Just last year, Russia's government reimposed a rule meant to restrain spending and borrowing and channel substantial amounts of the country's energy revenues into its wealth fund.
Economists say this signals that fiscal credibility will lose out to President Vladimir Putin's need to revive the country's $2 trillion economy, which has slowed to a crawl a year after his return to the presidency.
"It looks like the government might try to cling to its decade-old fiscal approach of fixing issues by raising government spending," Kai Stukenbrock, a sovereign analyst at ratings agency Standard and Poor's, said.
The scope to raise spending has, however, "decreased significantly in recent years," added Stukenbrock.

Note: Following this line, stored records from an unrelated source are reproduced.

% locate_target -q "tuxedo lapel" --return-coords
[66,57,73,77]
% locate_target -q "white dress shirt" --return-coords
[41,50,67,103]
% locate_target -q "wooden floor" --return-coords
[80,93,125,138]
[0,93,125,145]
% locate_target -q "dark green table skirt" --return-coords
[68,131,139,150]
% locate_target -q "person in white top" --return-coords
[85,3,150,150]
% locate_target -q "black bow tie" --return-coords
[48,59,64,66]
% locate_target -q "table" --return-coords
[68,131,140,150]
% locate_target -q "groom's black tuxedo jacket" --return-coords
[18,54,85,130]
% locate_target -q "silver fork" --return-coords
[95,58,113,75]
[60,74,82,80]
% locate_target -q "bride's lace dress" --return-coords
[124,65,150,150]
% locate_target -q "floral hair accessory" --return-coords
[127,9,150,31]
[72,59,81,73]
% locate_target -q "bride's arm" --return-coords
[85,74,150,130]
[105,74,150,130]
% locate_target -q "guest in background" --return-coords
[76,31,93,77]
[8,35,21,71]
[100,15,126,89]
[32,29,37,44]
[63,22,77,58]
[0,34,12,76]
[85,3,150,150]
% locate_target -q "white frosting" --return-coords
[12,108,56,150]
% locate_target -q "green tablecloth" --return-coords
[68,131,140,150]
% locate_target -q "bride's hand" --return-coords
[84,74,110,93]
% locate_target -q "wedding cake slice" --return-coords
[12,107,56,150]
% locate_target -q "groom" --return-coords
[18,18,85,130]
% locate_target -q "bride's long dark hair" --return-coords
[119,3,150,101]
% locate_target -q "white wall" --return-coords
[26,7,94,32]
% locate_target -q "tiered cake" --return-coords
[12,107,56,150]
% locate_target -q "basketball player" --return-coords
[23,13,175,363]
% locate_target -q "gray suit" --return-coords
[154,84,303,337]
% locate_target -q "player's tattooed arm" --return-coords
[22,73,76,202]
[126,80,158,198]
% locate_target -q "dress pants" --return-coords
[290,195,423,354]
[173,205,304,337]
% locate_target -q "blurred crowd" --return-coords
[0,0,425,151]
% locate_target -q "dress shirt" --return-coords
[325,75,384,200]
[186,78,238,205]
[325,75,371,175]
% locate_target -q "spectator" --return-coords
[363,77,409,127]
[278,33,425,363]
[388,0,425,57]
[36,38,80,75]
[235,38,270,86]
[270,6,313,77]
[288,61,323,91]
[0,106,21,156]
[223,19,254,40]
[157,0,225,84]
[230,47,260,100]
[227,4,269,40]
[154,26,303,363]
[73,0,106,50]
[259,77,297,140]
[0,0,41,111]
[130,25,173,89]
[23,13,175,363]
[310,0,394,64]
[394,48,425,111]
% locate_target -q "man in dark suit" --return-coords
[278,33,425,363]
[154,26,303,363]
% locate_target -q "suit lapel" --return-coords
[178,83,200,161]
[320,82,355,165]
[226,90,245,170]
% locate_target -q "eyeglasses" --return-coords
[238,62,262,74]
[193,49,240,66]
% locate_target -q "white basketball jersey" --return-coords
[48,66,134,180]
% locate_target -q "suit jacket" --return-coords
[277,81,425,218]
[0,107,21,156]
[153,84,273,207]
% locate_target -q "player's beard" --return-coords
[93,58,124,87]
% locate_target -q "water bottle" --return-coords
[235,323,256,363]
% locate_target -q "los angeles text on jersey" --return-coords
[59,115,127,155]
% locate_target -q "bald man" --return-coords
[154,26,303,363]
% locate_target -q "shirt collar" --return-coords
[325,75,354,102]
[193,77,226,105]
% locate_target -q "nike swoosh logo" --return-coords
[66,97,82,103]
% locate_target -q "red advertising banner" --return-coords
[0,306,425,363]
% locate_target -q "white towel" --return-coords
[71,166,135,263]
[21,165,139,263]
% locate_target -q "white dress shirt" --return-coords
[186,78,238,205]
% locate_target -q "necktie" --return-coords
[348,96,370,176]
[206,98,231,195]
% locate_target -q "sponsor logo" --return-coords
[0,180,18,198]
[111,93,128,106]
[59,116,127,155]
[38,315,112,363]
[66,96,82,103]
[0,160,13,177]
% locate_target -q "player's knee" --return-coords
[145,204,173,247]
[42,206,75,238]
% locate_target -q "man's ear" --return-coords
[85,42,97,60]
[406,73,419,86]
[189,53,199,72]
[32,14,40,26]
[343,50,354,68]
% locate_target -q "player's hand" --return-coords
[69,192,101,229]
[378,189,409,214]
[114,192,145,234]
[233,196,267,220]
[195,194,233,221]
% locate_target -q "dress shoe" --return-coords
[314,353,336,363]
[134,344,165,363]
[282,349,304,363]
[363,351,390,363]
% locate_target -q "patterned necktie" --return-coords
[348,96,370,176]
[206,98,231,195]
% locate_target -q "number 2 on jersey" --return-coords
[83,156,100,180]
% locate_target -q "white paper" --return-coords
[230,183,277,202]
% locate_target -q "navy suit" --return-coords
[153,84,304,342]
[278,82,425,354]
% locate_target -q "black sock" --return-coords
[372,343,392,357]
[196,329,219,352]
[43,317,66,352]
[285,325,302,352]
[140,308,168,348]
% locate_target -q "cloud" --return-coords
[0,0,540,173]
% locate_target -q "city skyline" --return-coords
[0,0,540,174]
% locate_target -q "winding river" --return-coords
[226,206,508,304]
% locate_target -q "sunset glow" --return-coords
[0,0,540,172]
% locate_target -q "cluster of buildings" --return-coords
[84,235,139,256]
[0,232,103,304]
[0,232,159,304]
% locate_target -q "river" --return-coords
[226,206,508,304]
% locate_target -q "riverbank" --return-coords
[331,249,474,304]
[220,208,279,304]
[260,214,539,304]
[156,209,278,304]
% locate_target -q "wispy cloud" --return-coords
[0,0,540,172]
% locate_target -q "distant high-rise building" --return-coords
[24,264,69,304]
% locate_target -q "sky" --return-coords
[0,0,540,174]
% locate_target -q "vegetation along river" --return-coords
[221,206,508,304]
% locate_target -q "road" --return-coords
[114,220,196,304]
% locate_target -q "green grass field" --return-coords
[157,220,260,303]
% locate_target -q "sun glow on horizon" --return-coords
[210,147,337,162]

S&P has a BBB rating on Russia, in the lower reaches of investment grade.
Siluanov's cabinet colleagues want him to spend more to boost growth that slowed to 1.6 percent in the first quarter — the weakest since the 2009 slump — and he has been forced to raise his mid-term borrowing targets.
As a result, Russia will miss its goal of balancing the budget by 2015.
"The budget rule was introduced with such fanfare, but I don't know any expert who took it seriously even at the time," said Julia Tsepliaeva, chief Russia/CIS economist at BNP Paribas.
"The majority of the country does not want any changes or reforms, they want the show to go on, so that wages and pensions continue to rise."
Natalia Orlova, chief economist at Alfa Bank, said the decision not to cut spending meant it was "de facto easing the budget rule to support GDP growth."
As a result, the oil price at which the budget would balance in 2015 will rise to $115 per barrel — $10 higher than originally planned, she commented.
Economists say the government has already found a way to weaken the fiscal rule, which sets the 1 percent borrowing cap on the basis of the long-term average oil price.
The trick has been to tap energy revenues this year that would normally have been channeled into the Reserve Fund. As a result, only $4.8 billion will be parked in the rainy-day fund in 2013, instead of the $11.9 billion earlier penciled in.
That will keep sovereign debt at 11 percent of GDP in 2015, as originally planned, but only at the expense of weakening Russia's ability to withstand an oil price crash. A $10 drop in oil cuts revenues by an estimated 1.1 percent of GDP.
That, critics say, undermines the entire justification for the fiscal rule. It replaced an earlier long-term target, scrapped after the 2008 crash, which stripped out oil and gas revenues when calculating borrowing as a percentage of GDP.
The International Monetary Fund has called on Russia to reinstate the old rule, under which the non-oil deficit would have fallen below 5 percent of GDP by mid-decade from 10 percent currently.
"The IMF has warned us that there are some loopholes in the budget rule and that we may not violate it in practice but violate it in spirit," Deputy Finance Minister Alexei Moiseyev said.
"Such risks remain, but I would remind you that all of our leaders have reaffirmed their commitment to the budget rule."